So for today’s AMD Financial Analyst Day, AMD has released a little bit more information as part of the next step of their campaign. The first Vega product to be released has a name, it has a design, and it has performance figures. Critically, it even has a release date. I hesitate to call this a full announcement in the typical sense – AMD is still holding some information back until closer to the launch – but we now finally have a clear picture of where the Vega generation kicks off for AMD.
First Ryzen, now Vega, with Ryzen 9 on the way. AMD is on a roll, and Intel is scrambling. Competition!
One of the cases where you are probably wrong Thom.
I really would like AMD to succeed, and Ryzen is an OK CPU, but I think their share prices will fall back to under 10$ a year from now.
I think they are too resource constrained to compete on both CPU and GPU fronts, and the small gains they achieved with Ryzen will be swallowed by their loss on the GPU. Vega is nice, but NVIDIA will be one step ahead as usual + Intel only loses some margins for the next 1 or 2 year, that is not big deal.
AMD is fulfilling their strategy this was planned into their share price by investors. They knew they would have a dead spot and the Ryzen architecture being their make or break. I have a ryzen 5 and I have to say, it is exceptional. Side by side with and i5 it is better able to cope with load change and the extra cores make it great for running local VMs.
The big thing for AMD is they have secured Dell and HP contracts to use their chips. If they get out into the optiplex, it’s a game changer.
Looking for a Ryzen based Vostro to update my A8 based Vostro laptop
Welcome back AMD, you’ve never looked so fresh and healthy.
Intel is “CPU”.
NVidia is “GPU”
AMD is “CPU + GPU”.
It would be logical to infer that AMD would have the potential for a more flexible/broader product/technology strategy; i.e. there are reasons to believe that there can be a good “upside” to AMD.
While AMD bought ATI, Intel did not buy NVidia.
That must mean something good for AMD.
Intel makes CPU+GPU as well as just CPU. They’ve long had their own GPU line, which can’t compete with either AMD (ATI), or nVidia, so they’ve kept it for their CPU+GPU mobile market chips.
No. They just sell regular computers with their GPU on the main board as well. Up to you to power you rig with a stronger horse if needed. Several business and office computers doesn’t need much that Intel’s HD graphics that also quite improved with time and are perfectly OpenGL 4 capable.

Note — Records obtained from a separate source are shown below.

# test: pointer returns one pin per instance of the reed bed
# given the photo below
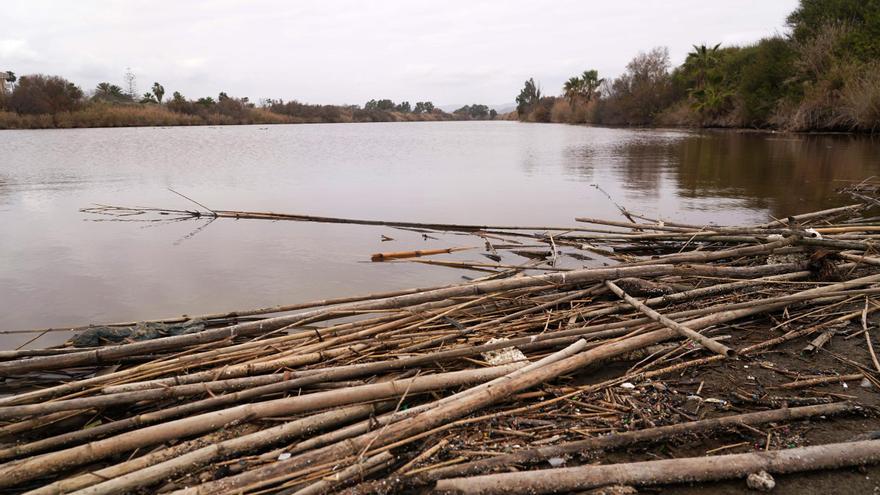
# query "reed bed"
(701, 352)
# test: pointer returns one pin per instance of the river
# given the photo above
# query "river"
(59, 266)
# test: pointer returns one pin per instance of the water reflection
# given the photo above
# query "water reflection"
(57, 269)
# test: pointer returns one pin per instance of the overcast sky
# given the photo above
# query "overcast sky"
(348, 51)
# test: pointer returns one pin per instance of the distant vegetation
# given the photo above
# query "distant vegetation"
(40, 101)
(822, 76)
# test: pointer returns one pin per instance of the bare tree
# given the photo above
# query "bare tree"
(130, 83)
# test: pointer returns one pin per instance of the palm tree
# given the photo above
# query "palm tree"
(572, 88)
(590, 83)
(158, 91)
(528, 96)
(703, 59)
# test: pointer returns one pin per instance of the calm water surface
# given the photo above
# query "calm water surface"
(61, 267)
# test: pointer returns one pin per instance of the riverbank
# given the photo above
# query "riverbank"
(98, 116)
(821, 75)
(552, 382)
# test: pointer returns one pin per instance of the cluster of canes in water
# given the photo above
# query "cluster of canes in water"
(524, 380)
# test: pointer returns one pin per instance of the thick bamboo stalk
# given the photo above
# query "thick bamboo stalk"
(686, 332)
(618, 440)
(416, 254)
(689, 469)
(149, 469)
(35, 467)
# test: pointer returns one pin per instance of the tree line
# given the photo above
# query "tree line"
(822, 75)
(42, 101)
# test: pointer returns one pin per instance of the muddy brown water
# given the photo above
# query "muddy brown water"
(62, 267)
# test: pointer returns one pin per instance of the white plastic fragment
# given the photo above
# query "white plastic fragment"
(761, 481)
(506, 355)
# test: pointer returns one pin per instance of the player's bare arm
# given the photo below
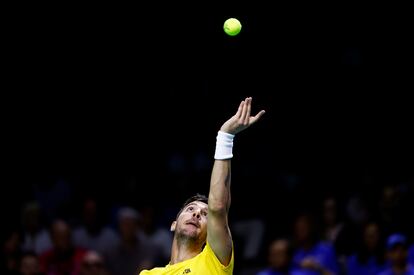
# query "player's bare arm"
(218, 232)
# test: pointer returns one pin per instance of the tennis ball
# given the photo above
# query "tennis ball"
(232, 26)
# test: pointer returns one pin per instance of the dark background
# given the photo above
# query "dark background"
(124, 102)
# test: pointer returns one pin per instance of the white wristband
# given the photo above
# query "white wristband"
(224, 145)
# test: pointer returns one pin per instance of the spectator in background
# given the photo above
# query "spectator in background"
(36, 237)
(311, 255)
(411, 255)
(357, 215)
(397, 248)
(11, 252)
(280, 259)
(369, 259)
(30, 264)
(158, 235)
(332, 223)
(64, 258)
(389, 206)
(93, 234)
(93, 264)
(133, 252)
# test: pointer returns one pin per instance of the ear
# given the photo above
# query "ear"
(173, 225)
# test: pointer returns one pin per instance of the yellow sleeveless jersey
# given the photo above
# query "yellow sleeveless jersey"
(205, 263)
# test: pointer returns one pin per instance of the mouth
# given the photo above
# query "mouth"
(193, 223)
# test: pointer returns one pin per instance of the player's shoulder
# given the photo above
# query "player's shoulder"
(153, 271)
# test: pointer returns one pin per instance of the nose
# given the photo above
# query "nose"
(197, 214)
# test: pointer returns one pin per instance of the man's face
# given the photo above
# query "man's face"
(192, 221)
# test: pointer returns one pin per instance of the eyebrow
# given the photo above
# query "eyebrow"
(193, 203)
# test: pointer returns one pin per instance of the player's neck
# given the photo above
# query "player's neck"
(183, 250)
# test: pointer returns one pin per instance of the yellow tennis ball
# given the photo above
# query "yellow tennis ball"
(232, 26)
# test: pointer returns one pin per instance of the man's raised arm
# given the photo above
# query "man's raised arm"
(218, 232)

To clarify, and in agreement with your comment, I meant “GPU” to refer to the more powerful GPUs capable of decent gaming and good candidates for VR/AR (virtual/augmented reality) applications; part of my programming work is 3D game engine research/development and I implicitly assumed the powerful-GPU-context, not the low power GPUs useful for business/office/etc. graphics (the latter are still useful for many people of the non-{gamer, technical} variety).
Apple’s OSX is my primary software development platform prior to potential porting to other operating systems and being a 3D graphics guy I was surprised why a multimedia-centric company like Apple would shove a non-performant oriented GPU (Intel rather than NVidia/AMD) in the mac-mini. Even make the mac-min abit fatter for cooling of a decent GPU. I say this since a mac-mini “weaponised” with a real/powerful GPU (at least supporting OpenGL 4.0) would be a convenient software development box for us “graphics” dudes.
I hope that AMD’s CPU/GPU stance, with possible side-effect being pressure on Intel/NVidia, may lead to Apple having easy access to options about a more functional mac-mini, etc.
My theory is that Apple will have to realise that, in a philosophical/creative sense, selling iPhones as their main product is not enough even though it’s their “cash cow” since Apple may risk being confused as primarily a seller of mobile phones. Thus it will have to go back to it’s roots and start to frequently refresh it’s computer product lines; e.g. a modular/fatter mac mini useful for pro/consumer usage.
Let’s wait and see.
All this does not matter if amd cannot put together a proper implementation of opencl, and they don’t start supporting open-source with better drives. In many case nvidia is the only option now.
And here it is again that amd is a resource constrained company which has to fight on two fronts at once
Yeah, and considering how well they do despite their constraints, that tell a lot.
You seem a bit out of date on your info… Since AMD’s compute platform *is* open… Raja Koduri even mentioned it specifically as a selling point in their 2017 financial analyst date presentations.
https://github.com/RadeonOpenCompute
While it isn’t OpenCL 2+ yet… the compiler itself does support any syntax updates just not the API updates yet. They also have an open CUDA implementation there HCC.
That isn’t accurate… Intel GPUs power tons of low end desktops ie (what your grandparents, 50+% of business users and just about all kiosks will be running)…. the win the lions share of GPU sales just because they sold a CPU + any GPU at all.